Al cabo de pocas noches, dieron con ellos, pero lo que en un principio iba a ser un ataque limpio y sin bajas, resultó en una carnicería para ambos bandos. La caravana de comerciantes no era más que una ilusión que ocultaba a un pequeño grupo de emisarios de Aquitania; soldados con armas y armaduras; guerreros con experiencia en el combate. Muchos compañeros suyos murieron durante el asalto, pero al final de la batalla la abrumadora superioridad numérica de los godos logró inclinar la balanza del enfrentamiento.

Tras el combate, disfrutando los supervivientes del botín obtenido, al quingentenario se le ocurrió la idea que acabaría llevando al desafortunado Idulfo a su situación actual. Vestir con las ropas del líder de los francos a uno de sus soldados y mandarlo hacia el destino final que marcaba el pergamino que arrebataron a uno de los miembros de la comitiva. Y la duda fue, ¿a quién mandar?; ¿quién podría confundirse con un legado franco? La respuesta hizo recaer tal papel sobre Idulfo: el único soldado nacido en la Tarraconensis que sobrevivió al asalto; su acento era semejante al de los pueblos de más allá de los Pirineos, y el traje que portaba el líder era de la medida del colono. Su destino final quedó escrito.
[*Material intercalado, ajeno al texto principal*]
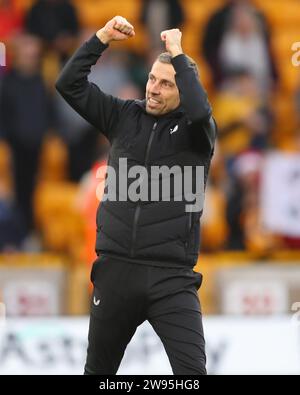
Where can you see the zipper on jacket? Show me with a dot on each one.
(138, 207)
(189, 230)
De repente, alguien abrió la puerta de su celda. Un joven de anchas espaldas cruzó a la habitación echando el cierre tras él. Recordaba aquel semblante; fue uno de los hombres que desconfió de su relato desde que le dejaron entrar en la fortificación.

—Levántate —le exigió Gontrodo.

Idulfo hizo caso a la orden poniéndose en pie; estaba encogido, doblado por un punzante dolor en la espalda. La dura expresión del joven godo le auguró un mal final.

—Señor,… yo… —titubeó.

—Yo no soy tu señor, perro traidor.

El soldado extrajo una llave del bolsillo y la tiró frente al prisionero. Ambos volvieron a mirarse.

—Quítate los grilletes —le ordenó Gontrodo—. Cógelas y libérate.

—Yo…

—¡Que lo hagas te digo! —gritó el soldado.

Idulfo se agachó para recoger las llaves, y el godo le abrió el cráneo de un certero hachazo.